GO to spec 10C (escrow consumption) and to build 10D (DR orchestration) around it. The crypto + real-data consumption is proven end-to-end on a genuinely key-less box with the real datastore: recover-from-(blob,R) works, the recovered key decrypts real customer data, a wrong R fails closed, and the live K is never touched. 10C is a thin wrapper over the proven escrow.Unwrap + a fingerprint gate (F-C4) + the existing PBS restore path; the remaining work is the plumbing (10A Down-channel to deliver the blob; 10D to deliver inputs (3)+(4) and orchestrate identity/namespace/tunnel restore + the operator-signed restore-overwrite gate, 10B), not the crypto.

6. Teardown

  • Shredded (shred -u): the recovered key, the fresh-box blob/R copies, the wrong-R test blob + wrong-R file, box1's blob + R.
  • Destroyed: the fenced fresh-box dir incl. the 2.5 G restored rootfs (/root/escrow-spike) and the spike harness binary on box1.
  • Live K byte-unchanged: sha256(/etc/pve/priv/storage/felhom-pbs.enc) identical to the S0 baseline at teardown. No secret committed to git.
  • No secret ever resided on the build server (180): R, K, and the blob were generated/written/shredded only on box1 (162); 180 only compiled the non-secret harness and served datastore ciphertext.
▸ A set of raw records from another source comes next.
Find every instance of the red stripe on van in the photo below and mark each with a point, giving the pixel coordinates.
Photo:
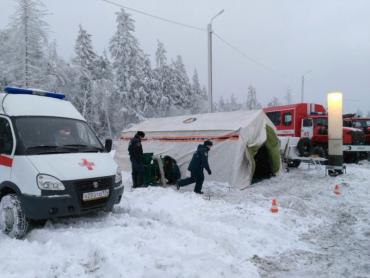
(6, 161)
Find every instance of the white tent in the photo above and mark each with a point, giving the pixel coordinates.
(234, 134)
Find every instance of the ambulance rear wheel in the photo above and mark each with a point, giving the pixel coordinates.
(304, 147)
(13, 222)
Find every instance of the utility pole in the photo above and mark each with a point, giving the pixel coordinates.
(210, 97)
(302, 89)
(302, 86)
(210, 81)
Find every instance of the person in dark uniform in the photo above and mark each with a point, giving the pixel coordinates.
(135, 151)
(171, 170)
(198, 163)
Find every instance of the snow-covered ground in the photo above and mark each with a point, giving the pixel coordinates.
(160, 232)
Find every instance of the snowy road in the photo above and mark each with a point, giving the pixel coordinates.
(159, 232)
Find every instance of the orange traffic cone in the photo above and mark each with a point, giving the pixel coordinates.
(274, 208)
(337, 189)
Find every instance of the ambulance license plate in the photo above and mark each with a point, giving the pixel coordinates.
(90, 196)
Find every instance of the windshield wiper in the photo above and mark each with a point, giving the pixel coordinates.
(85, 148)
(45, 149)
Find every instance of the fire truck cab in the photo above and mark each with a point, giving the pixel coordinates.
(309, 122)
(360, 123)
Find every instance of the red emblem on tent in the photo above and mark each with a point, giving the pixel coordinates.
(87, 164)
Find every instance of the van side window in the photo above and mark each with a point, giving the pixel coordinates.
(307, 122)
(6, 137)
(274, 117)
(287, 118)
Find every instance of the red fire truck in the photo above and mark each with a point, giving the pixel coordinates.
(357, 122)
(309, 122)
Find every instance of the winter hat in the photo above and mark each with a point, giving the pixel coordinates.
(208, 143)
(140, 133)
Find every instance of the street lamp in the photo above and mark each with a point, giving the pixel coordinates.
(209, 34)
(335, 134)
(302, 88)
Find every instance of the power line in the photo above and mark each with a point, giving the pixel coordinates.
(155, 16)
(245, 55)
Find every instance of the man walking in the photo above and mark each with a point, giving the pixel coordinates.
(135, 151)
(198, 163)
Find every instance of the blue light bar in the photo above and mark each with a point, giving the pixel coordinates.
(21, 91)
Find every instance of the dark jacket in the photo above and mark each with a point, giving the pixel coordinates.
(199, 160)
(171, 169)
(135, 149)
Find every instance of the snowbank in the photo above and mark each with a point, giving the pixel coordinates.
(160, 232)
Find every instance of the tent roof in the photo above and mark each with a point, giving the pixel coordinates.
(225, 121)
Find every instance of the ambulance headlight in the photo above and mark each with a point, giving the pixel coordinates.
(118, 177)
(46, 182)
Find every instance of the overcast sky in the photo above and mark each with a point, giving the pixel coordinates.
(330, 38)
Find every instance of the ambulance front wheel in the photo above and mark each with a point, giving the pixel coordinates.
(13, 222)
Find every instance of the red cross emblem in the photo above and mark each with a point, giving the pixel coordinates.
(87, 164)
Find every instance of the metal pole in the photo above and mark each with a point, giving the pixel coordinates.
(302, 89)
(210, 100)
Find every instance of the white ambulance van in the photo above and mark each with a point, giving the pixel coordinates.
(51, 162)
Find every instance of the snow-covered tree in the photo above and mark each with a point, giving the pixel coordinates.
(359, 112)
(85, 61)
(274, 102)
(160, 55)
(128, 60)
(252, 102)
(163, 76)
(181, 97)
(28, 41)
(199, 99)
(288, 96)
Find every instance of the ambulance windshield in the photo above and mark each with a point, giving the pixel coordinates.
(42, 135)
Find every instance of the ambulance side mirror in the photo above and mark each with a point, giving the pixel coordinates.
(108, 145)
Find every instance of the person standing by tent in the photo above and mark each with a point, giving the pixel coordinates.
(135, 151)
(198, 163)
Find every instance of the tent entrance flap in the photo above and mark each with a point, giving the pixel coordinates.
(266, 158)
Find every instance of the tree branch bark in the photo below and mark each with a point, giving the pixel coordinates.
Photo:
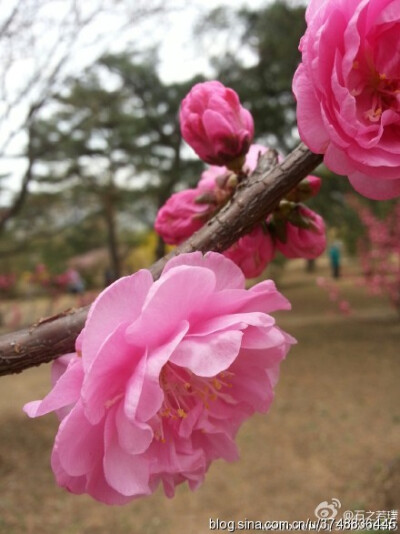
(253, 200)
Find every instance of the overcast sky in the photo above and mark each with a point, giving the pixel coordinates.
(180, 56)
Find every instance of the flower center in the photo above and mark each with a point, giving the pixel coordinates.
(378, 91)
(184, 390)
(385, 95)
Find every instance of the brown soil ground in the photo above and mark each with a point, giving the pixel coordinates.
(332, 432)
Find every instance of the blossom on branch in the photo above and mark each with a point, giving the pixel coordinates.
(215, 125)
(181, 216)
(303, 234)
(163, 376)
(348, 91)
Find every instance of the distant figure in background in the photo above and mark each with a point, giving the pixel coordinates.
(334, 257)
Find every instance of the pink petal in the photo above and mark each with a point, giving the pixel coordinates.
(208, 355)
(122, 301)
(65, 392)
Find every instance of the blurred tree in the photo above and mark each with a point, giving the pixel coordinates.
(259, 60)
(109, 150)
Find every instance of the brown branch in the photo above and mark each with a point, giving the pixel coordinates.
(252, 202)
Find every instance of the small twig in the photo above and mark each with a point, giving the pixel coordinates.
(254, 199)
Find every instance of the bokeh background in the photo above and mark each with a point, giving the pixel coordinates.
(90, 148)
The throwaway harness binary/source on 180 (/tmp/escrow-spike*, cmd/escrow-spike/, never committed, build-only checkout that does not feed git) was removed at teardown. (DooPlex — 180 + PBS :8007 + gitea.dooplex.hu — had a transient outage right at teardown, minutes after it served the S3 restore; box1/162 is a separate machine and was unaffected. 180 cleanup completed once it returned.)
  • felhom-spike left as found: the spike used only read-only datastore ops (snapshot list, restore) — no create/delete/prune/forget — so no test snapshot could be orphaned or removed regardless of the final re-list (which could not run because 180 was unreachable; S1S4 had already confirmed ct/9001 intact and verified ok).

Out of scope (validated only the crypto + real-data consumption)

  • Hub Down-channel serving the blob/restore-directive back to a re-enrolling box → 10A.
  • Identity / tunnel / PBS-namespace restore + re-enrollment authorization10D.
  • Operator-signed restore-overwrite gating → 10B.